I recently upgraded to a D500 with the OEM battery grip, and so far I'm not a big fan.
It sounds like most of the benefit is with extended battery life, however this doesn't offer much benefit to me as a casual shooter. I’m just as happy keeping a spare battery in my pocket or camera bag. The ability to use the larger EL-18a battery from the D5 sounds good, except it requires a different charger, which is one more thing to buy and carry. The ability to use AA batteries sounds like it could be useful, but I don't have many other accessories that use them. My speed light and wireless triggers are still on the same AA batteries I put in them a year ago.
Grip needs to be removed to get to the primary battery in the body to charge it
Bigger and heavier - the body doesn't fit in any of my camera bags without first removing the grip
For vertical shots, the grip feels awkward to me with a tripod plate or Blackrapid style strap attached
Perhaps I need to force myself to use it for a while to get used to it, but so far the pros don't seem to outweigh the cons for me.
What did you upgrade from ?
I know for me, using a D600/D750 (also d7x00) the D500 is right there in size with or without grip.
But compared to a D5500 the D500 is just monstrous in size and weight. It is also defined as a high FPS Action camera.
Yes the most annoying thing with Nikon cameras and the battery grip is the main battery is still in the body, and the 2nd one is in the Grip. You can configure the camera to use the Grip battery FIRST, then the body battery Second.
This way I always recharge the grip battery and the body battery is an emergency continuous backup an doesn't need to be recharged often.

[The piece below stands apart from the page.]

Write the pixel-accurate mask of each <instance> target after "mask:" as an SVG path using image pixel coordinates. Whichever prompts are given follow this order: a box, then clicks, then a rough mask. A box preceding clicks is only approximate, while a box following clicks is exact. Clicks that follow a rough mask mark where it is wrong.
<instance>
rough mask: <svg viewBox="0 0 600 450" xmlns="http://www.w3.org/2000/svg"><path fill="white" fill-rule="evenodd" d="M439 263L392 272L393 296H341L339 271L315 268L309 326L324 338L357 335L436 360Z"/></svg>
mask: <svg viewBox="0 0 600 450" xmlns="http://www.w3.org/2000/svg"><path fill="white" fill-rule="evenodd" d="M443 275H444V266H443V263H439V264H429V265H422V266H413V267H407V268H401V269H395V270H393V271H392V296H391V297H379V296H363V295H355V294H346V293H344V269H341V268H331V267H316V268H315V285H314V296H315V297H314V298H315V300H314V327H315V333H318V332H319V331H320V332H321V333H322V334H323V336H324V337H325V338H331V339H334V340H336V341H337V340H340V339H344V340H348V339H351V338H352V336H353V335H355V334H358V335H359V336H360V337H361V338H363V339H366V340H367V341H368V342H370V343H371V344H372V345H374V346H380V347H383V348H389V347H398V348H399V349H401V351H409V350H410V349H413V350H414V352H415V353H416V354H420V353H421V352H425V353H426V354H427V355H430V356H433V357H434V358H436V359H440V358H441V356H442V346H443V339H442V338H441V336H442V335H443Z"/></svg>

OR only put a single battery in the grip.
By comparison, the D5x00 series you can buy 3rd party grips where you put 2 batteries in the grip as, since the camera doesn't directly support a grip, requires the body battery to be replaced with a connector from the grip.
With the strap, I also find other straps interfere with my hand. i use the OEM strap but both ends are connected to the left side, thus nothing on the right side to interfere with my right hand.
That's exactly it - I upgraded from a D5100, so the D500 was already significantly larger and heavier than I was used to.
You identified yourself as a "casual shooter".
The D500 was designed for the Action photographer. Car races, birds in flight (brides in flight too as my first typo lol), air show stuff, etc that all can use 10 fps shooting. Also, as you probably noticed there no AUTO, AUTO no flash, no SCENE nor EFFECTS modes .. only PASM. Thus designed for the more serious shooter who needs the more sturdy build, more water resistant, and able to handle much larger lenses.
It's the top of the food chain for DX cameras right now in all regards.
I still use a couple D200 bodies, one with grip and one without. I would never want to be trying to decide if I should take the grip off, it is much easier to just grab the camera that is closer to meeting the expected shooting scenario for the day. An all day event, larger lens, high percentage of portrait shots will bring out the body with grip and BlackRapid strap. For everything else the plain body. For a new camera like the D500 I would certainly include a grip.
Is this all Nikon's? Can't be.
Why in the world would a company continue with a stupid design like this unless the engineer is the boss's son?
As a quick follow-up to my original post, I forced myself to use the battery grip for 2 weeks, and I've had a bit of a change of heart. I'm still not taking advantage of most of its benefits, but it definitely feels more balanced when using heavier lenses. Moving forward, I will most likely leave it on unless I have a reason to remove it, such as wanting a smaller or lighter kit for travel.
I believe it's all Nikons. But you may want to check all battery grips and their camera bodies. They also charge too much.
Maybe just the digital ones -- on the N90/N90x (F90), the grip replaces the main battery pack.